With the coming of fall comes a number of good things – the end of heatwaves, football season and of course back to school. Extreme Networks has long been a key partner to education, with over 700 educational institutions running our gear. We are deeply honored by this as each and every one of those educational institutions has one of the most demanding group of customers imaginable – students.
BYOD is a challenge anywhere, but in schools it is a particular challenge. There are a couple reasons for this. One is that students tend to be hyperconnected. They may have multiple devices – smartphone, tablet, laptop and perhaps even some gaming devices. Many of those devices will be running some sort of social media applications/clients, many of which feature push notification and thus require constant data connections. Even if a single application or device is just sipping bandwidth thru a thin straw, the aggregate load of so many applications across so many devices can quickly bring a network to its knees.
Students and education also bring another unique challenge not typically seen in traditional corporate environments. When classes end, many schools will see the majority of their users move from one room to another, which usually results in roaming across multiple access points and creating a great deal of activity as the network copes with establishing new connections for every widget in every pocket of every student. The time between classes also tends to generate spikes in activity as well. Sure, students will sneak in some activity during class, but lunch, breaks between classes and the times right before and after school all tend to generate bursty activity.
Another challenge is the facilities themselves. Modern office facilities will often have relatively open layouts. Many filled with cubes, but relatively open from an RF perspective. School buildings, at least in the US, often feature steel girder construction and enclosed classrooms. Sounds a lot like a faraday cage, not the easiest place in the world to deploy wireless services.

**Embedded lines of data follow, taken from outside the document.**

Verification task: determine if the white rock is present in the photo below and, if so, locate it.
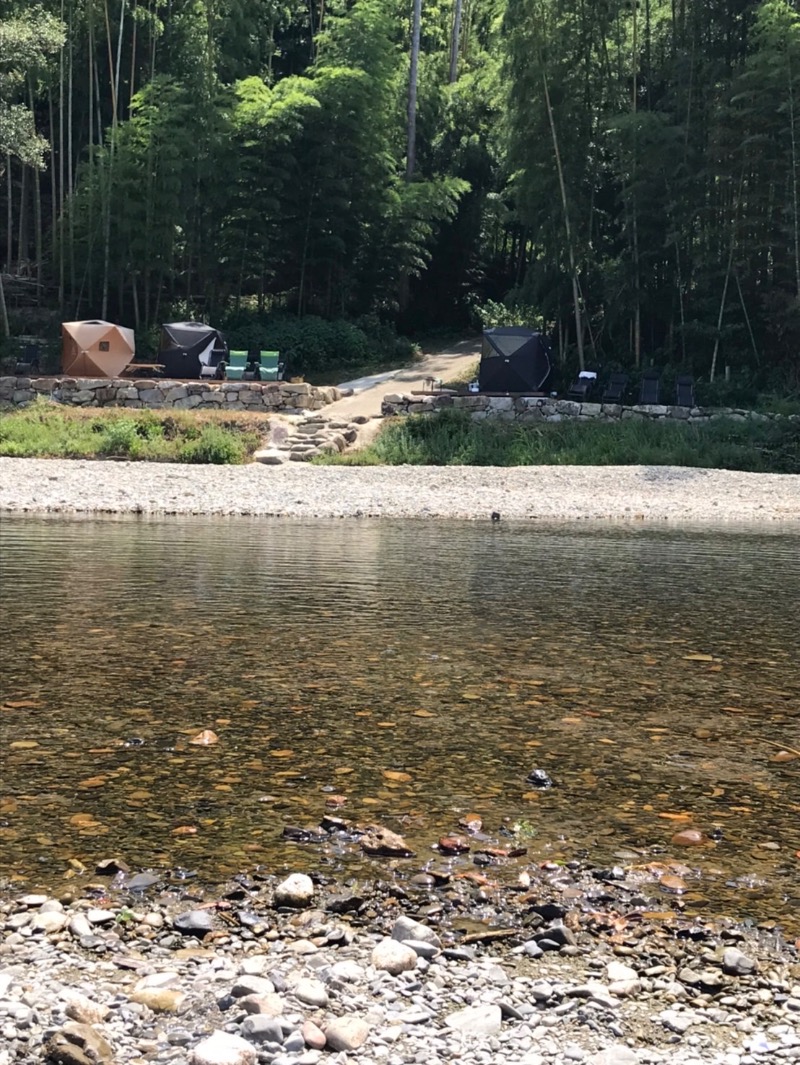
[64,992,109,1025]
[133,970,180,992]
[293,979,328,1007]
[444,1003,503,1035]
[588,1044,639,1065]
[402,939,441,961]
[273,872,314,906]
[606,962,641,998]
[330,960,364,984]
[31,910,69,933]
[372,938,418,977]
[67,914,94,939]
[190,1031,258,1065]
[325,1015,370,1050]
[392,917,442,948]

So, how does Extreme help build better networks for education? Well, we do it in much the same way we build better networks for the enterprise and data center – we start with solid hardware designed by the best engineers in the industry around the best possible merchant silicon. While others may use some of the same merchant silicon, the overall products are quite different – Macbook Airs and Chromebooks all use x86 silicon, but they are very different. We also try to reduce power consumption where we can, not just because it saves money, but also because it is the right thing to do. We have more details on this in the whitepaper, Delivering a Greener Campus.
Another thing we do different that really is special is ExtremeXOS, the network operating system that powers every Extreme switch from the Summit X430 to our flagship BlackDiamond X8. Built on a Linux core, XOS is robust, modular and designed from the ground up to be easy to use. Many others claim a single OS across their product lines, but the reality is often different. Different versions, different trains of code, different branches.
Our wireless architecture is also different and better. We have separated the control and data planes, removing controller backhaul bottlenecks that so often plague other wireless architectures. With big chunks of the user population moving to different access points after every class, this is important.
Finally, we deploy access points that make network deployments faster and easier. One example is the high performance yet compact Altitude 4511 Snap In access point. With a unique form factor that allows the access point to literally snap into place when deployed in place of a standard Ethernet puck, installing an Altitude 4511 can literally be done in a couple minutes with little more than a screwdriver.